We needed durable execution without the overhead. This article describes how we built Skipper, an embedded workflow engine now powering critical workflows across insurance, payments, media processing, and infrastructure automation at Airbnb.

Why existing solutions fall short

Before building Skipper, we evaluated existing workflow solutions extensively. Each had merits, but none fit our specific constraints.

The external orchestration problem

External orchestration engines are the industry gold standard for durable workflow execution, providing exactly-once semantics and battle-tested reliability. However, they require dedicated infrastructure — a cluster of servers and a persistence layer, along with operational expertise — to maintain. For our highest-criticality, “Tier 0” services (services which directly impact user-facing transactions), adding a new critical dependency was problematic.
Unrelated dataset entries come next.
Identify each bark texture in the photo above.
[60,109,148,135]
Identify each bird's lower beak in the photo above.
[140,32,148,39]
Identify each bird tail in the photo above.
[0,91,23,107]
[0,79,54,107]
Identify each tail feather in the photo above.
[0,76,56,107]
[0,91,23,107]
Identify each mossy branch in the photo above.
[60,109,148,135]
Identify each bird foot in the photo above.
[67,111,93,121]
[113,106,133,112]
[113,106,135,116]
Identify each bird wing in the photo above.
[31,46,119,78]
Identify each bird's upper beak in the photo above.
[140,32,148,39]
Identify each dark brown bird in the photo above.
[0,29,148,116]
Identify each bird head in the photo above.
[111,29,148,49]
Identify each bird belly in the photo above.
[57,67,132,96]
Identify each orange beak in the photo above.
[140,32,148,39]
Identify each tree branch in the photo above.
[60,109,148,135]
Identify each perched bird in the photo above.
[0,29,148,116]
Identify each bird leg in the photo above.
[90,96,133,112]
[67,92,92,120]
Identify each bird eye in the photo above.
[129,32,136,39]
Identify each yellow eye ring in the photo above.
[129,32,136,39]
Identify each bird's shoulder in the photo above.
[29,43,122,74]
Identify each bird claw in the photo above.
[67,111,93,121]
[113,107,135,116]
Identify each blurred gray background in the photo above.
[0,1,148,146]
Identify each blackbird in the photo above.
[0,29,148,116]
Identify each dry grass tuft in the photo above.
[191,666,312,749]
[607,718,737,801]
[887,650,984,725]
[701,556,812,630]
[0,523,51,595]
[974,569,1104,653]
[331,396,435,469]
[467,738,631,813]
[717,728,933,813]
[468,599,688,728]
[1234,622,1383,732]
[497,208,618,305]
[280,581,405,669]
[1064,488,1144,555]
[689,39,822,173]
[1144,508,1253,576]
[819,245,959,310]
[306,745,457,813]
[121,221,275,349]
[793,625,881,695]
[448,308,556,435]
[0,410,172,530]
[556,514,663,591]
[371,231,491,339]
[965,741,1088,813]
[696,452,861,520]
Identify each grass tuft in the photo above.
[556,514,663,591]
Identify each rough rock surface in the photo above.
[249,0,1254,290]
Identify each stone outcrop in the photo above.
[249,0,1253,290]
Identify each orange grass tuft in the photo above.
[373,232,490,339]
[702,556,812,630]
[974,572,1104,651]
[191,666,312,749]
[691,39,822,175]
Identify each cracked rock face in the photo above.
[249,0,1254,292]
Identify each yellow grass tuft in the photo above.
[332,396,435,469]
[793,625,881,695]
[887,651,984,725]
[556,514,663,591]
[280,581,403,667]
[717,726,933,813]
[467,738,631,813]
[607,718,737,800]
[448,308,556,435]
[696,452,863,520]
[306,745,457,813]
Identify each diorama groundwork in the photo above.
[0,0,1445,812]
An orchestration cluster outage would mean every dependent service would lose the ability to start or advance workflows.

Cloud-managed workflow services eliminate operational overhead but introduce vendor lock-in, regulatory and data-handling requirements beyond our own infrastructure, limits on execution, and the same fundamental concern: a critical external dependency.

Meanwhile, homegrown, queue-based systems avoid external dependencies but trade them for bespoke complexity: each team implementing and maintaining its own retry logic, state management, and compensation flows.

The domain logic problem

Beyond the infrastructure problems, we noticed something subtler; and this isn’t unique to Airbnb, it’s an industry-wide pattern. When teams wire up multi-step processes using queues or ad-hoc async plumbing, the domain logic ends up fragmented. A single business workflow, such as processing an insurance claim, gets scattered across queue consumers, scheduled jobs, callback endpoints, and reconciliation scripts. There’s no single place in the code where you can read what the business process actually does. And to make things worse, each of these fragments tangles domain rules together with infrastructure concerns: retry backoff, deduplication checks, timeout handling, async coordination.

Why we built Skipper

Across Airbnb, teams were running into the same problem independently when trying to solve durable execution. In each case, engineers built something bespoke. These solutions worked, but they shared the same issues: they were expensive to build, difficult to test, and each one re-discovered the same edge cases around idempotency, partial failure, and crash recovery. We were paying the cost of solving durable execution over and over again, and every new implementation carried its own set of subtle bugs.

We stepped back and looked at the pattern as a whole. Instead of having every service re-invent this wheel, we decided to build a shared library. Skipper is a workflow engine that can be embedded directly into any service, with succinct ergonomics, no external runtime dependency, and allowing developers to focus on writing domain logic instead of plumbing code.

Skipper doesn’t enforce architectural purity, but its programming model promotes it. By exposing workflows and actions as plain Java/Kotlin classes, with a minimal, annotation-based contract, Skipper enables developers to write business logic that looks like business logic, not framework boilerplate.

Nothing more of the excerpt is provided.